But it rectified itself.

The same thing happened when Internet arrived. "Don't believe anything you read on the Internet."

I guess the reaction was same when printed media arrived.

But the thing is, things get better over time.



> The same thing happened when Internet arrived. "Don't believe anything you read on the Internet."

Isn't the saying "Don't believe *everything* you read on the Internet."? Which is quite different (and still holds today).


Here's a thought - improving AI is a completely different ball game.


> But it rectified itself.

Or did it?


I don't think things get better over time.
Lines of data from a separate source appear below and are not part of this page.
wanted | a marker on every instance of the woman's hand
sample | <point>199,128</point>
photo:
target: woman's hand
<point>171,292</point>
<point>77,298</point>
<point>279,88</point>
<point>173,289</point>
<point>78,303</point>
What is your source for that? Here's an article (with sources) describing a massive down trend in literacy and reading comprehension: https://jmarriott.substack.com/p/the-dawn-of-the-post-litera...

In short, college students nowdays have lower reading comprehension than young children in the 1850s. That is not what I would call progress.

Speaking personally, I believe I would potentially have significantly worse critical reasoning abilities if I had grown up using LLMs. It is very clear to me the temptation of using them as an ersatz for engagement and thought.

I think you are perhaps conflating technological progress (yes technology has improved) with demographic progress. Demographic progress is far from monotonically increasing (reading comprehension is newly plummeting, maths scores are dropping in America, science per scientist is stalling compared to 50 years ago, etc...)


Ah so nothing bad happening anymore due to people believing what they read on the internet, huh? Interesting take.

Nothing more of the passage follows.